Recipe book: Tacos, Alex Stupak's ode to underrated Mexican staple
Stupak insists tacos should be made with fresh tortillas, writes Susan Jung, and he doesn't give just the usual recipes but infuses his with beetroot or saffron, or uses alternative grains, such as buckwheat or rye - and the fillings are just as inventive

I haven't met Alex Stupak, the chef behind the Empellón restaurants in New York, but I think I'd like him, just from reading "The Tyranny of Cheap Eats", an essay in Tacos. He writes, "In the corporate world, there's a term for the intangible impasse that keeps minorities and women out of upper management positions. They call it a 'glass ceiling'. In the food world, we have similar issues: racial and gender disparity in professional kitchens … a real problem with the way we think about and value 'ethnic' cooking. We don't have a term for this yet - for this habit of paying handsomely for certain cuisines while exiling others to the cheap eats ghetto. I can think of one, though. I'm gonna call it bulls**t.

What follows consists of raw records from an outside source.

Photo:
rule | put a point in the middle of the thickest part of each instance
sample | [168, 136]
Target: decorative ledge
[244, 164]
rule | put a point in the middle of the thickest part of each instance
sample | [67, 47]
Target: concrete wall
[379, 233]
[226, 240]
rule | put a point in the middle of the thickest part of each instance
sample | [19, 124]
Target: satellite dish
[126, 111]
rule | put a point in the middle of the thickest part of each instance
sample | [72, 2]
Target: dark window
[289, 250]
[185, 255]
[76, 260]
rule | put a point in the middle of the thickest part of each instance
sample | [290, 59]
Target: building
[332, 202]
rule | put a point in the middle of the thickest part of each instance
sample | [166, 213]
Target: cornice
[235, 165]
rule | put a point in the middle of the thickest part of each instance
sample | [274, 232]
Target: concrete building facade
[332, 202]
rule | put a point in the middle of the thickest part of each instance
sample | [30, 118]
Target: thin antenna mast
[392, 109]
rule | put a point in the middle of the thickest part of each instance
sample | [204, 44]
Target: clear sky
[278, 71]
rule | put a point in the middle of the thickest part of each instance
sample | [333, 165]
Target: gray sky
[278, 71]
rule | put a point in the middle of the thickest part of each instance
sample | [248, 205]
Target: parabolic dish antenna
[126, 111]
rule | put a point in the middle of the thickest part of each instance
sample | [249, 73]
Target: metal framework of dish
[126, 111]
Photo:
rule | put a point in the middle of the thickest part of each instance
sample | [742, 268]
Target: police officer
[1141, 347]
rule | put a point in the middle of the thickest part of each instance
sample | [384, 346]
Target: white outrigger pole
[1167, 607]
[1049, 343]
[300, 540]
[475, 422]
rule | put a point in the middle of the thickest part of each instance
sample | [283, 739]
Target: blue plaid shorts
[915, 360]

"When we opened Empellón Taqueria, we were selling trios of tacos for US$16 and taking a beating for that. Tacos, we were told, should cost two bucks and anything else is 'inauthentic'. That rankled. At Empellón, we pay the same rates for the same ingredients as any fine-dining temple. You can buy a scallop in its shell, shuck it, sear it, baste it in butter, and sell it in midtown for US$24. But you put the same product on a tortilla and suddenly the cost does not compute. Charging prices that reflected our sourcing made us a target. No matter what they're stuffed with, our critics seemed to suggest, tacos just aren't worth as much as other foods …

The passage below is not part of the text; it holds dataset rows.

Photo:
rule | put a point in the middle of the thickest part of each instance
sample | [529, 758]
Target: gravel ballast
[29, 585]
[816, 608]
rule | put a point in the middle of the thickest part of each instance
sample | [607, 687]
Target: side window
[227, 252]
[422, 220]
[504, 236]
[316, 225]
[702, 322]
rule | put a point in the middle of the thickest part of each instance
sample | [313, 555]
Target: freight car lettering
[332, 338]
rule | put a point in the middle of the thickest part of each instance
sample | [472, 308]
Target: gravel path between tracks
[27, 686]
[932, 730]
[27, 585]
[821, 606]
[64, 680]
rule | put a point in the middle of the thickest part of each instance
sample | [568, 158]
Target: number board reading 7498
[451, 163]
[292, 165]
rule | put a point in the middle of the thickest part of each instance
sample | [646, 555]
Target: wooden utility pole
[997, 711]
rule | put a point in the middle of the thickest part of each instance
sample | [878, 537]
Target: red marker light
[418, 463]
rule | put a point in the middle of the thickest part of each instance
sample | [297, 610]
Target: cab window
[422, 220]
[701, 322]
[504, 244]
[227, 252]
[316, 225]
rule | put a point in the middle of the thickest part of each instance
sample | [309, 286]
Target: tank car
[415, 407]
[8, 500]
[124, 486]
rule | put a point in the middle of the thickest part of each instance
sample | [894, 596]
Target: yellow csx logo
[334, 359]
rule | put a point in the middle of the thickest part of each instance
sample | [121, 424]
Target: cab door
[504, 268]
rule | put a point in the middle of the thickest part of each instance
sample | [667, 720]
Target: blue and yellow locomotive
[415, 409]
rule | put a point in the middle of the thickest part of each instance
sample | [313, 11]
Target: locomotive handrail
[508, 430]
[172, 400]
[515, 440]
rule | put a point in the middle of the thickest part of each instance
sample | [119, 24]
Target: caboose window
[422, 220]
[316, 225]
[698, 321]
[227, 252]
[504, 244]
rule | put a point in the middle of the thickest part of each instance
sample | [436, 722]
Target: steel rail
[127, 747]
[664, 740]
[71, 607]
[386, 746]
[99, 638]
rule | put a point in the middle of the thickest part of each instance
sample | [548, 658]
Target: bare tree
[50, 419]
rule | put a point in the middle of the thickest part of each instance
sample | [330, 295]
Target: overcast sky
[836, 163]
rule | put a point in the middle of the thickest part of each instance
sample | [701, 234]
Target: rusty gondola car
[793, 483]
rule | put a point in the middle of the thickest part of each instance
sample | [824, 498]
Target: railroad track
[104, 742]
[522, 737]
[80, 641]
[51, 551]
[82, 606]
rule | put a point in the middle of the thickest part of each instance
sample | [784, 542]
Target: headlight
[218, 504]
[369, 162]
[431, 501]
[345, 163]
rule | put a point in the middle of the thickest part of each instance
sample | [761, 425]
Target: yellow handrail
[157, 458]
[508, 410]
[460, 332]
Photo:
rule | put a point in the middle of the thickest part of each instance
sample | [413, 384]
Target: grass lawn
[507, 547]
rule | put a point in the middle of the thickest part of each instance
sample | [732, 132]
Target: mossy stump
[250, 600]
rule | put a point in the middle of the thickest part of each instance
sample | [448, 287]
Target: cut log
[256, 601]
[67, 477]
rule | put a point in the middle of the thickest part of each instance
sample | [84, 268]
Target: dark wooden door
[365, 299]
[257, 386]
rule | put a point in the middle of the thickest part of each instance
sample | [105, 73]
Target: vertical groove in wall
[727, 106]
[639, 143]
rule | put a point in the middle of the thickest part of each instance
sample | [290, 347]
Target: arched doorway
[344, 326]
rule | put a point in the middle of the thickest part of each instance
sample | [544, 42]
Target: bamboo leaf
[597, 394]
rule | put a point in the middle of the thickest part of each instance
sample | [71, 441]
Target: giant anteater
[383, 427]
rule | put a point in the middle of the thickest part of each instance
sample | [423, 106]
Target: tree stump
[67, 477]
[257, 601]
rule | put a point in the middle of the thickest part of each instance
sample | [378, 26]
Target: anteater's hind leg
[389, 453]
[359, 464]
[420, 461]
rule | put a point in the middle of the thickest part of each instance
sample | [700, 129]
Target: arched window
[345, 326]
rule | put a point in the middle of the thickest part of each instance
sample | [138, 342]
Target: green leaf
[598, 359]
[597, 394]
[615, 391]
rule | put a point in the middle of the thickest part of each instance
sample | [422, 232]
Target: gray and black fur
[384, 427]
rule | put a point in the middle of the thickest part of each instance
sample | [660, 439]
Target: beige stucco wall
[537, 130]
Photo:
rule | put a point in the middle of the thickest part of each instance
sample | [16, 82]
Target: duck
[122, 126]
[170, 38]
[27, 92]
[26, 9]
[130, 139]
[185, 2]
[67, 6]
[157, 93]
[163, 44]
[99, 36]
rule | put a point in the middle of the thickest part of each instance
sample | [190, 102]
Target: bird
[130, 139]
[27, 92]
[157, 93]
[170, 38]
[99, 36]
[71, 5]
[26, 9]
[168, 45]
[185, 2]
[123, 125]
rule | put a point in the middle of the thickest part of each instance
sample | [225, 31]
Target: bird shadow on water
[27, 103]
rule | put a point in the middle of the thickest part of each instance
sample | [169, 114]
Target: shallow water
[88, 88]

"I can't tell you how many times I've been accused of posturing as the white knight of Mexico. That I'm trying to save a coarse cuisine from itself with my magic Anglo fairy dust. Or that the food I cook is a rip-off because someone's roommate knows of a place in East Harlem that serves the same stuff for a song. There's nothing wrong with cheap tacos, mind you, but it's not what I'm doing. I don't believe in putting a cap on what Mexican food is worth. And frankly, who are we to decide which cuisines are worthy of opulence and which are not?"
I'd be happy to pay a fair price for these tacos, which Stupak insists should be made with fresh tortillas. And he doesn't give just the usual recipes for tortillas made of corn or wheat flour; Stupak infuses his with beetroot or saffron, or uses alternative grains, such as buckwheat or rye.
And the fillings are just as inventive. He gives recipes for fried oyster tacos with salsa ravigote; sea urchin guacamole tacos with sea urchin salsa; lobster tacos with sweet corn esquites; pastrami tacos with mustard seed salsa; raw porcini tacos with savoury arroz con leche; argan oil mole; and bay scallop ceviche tacos with cocoa vinaigrette.